Einige Tage später erzähle ich Farhad, einem Freund, von dem Film und wie sehr das Weinen meiner Mutter mich berührt hat. Auch Farhad ist ein Flüchtlingskind aus dem Iran. Das ist alles, was ich von seiner Kindheit weiß. Eigentlich erwarte ich, dass er mit zusammengepressten Lippen nickt und meinen Blick meidet. Stattdessen erzählt mir der Mann mit den markanten Gesichtszügen und den schwarzen Haaren, die er immer zu einem kleinen Pferdeschwanz bindet, von seinem Leben:

„Wir hatten nicht damit gerechnet, dass sich das so in die Länge ziehen würde“

„Mich hat der Animationsspielfilm „Persepolis“ aufgewühlt“, beginnt Farhad. „Vor allem die Szene, in der Kinder im Krieg gegen den Irak über Minenfelder geschickt werden. Vielleicht, weil es auch mein Schicksal hätte sein können. Zu Zeiten des Iran-Irak-Krieges war mein Vater politisch aktiv und drohte verhaftet zu werden. Meine Eltern bereiteten unsere Ausreise vor und hatten es besonders eilig, mich ins Ausland zu bringen, denn mein 14. Geburtstag nahte. Jungen durften ab dem 14. Lebensjahr Iran nicht mehr verlassen, um als Reservearmee zur Verfügung zu stehen. Kurz vor meinem Geburtstag ging mein Vater mit mir nach Syrien, um ein Visum für die USA zu beantragen. Da wir abgelehnt wurden, haben wir uns als Touristen auf den Weg in die Türkei gemacht, um dort erneut ein Visum zu beantragen.
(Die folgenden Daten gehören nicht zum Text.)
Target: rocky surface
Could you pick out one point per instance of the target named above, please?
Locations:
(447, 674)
Wieder wurden wir abgelehnt. In dem Hotel, in dem wir untergekommen waren, lebten viele Iraner, die sich in der gleichen Situation befanden. Einer sagte uns, dass er uns über Beziehungen ein Visum für Mexiko besorgen könne und wir dann illegal über die Grenze nach Amerika könnten. Das erlösende Stück Papier sollte uns 3000 US-Dollar kosten und innerhalb von zwei Wochen fertig sein. Aber aus zwei Wochen wurde schließlich ein Jahr Wartezeit.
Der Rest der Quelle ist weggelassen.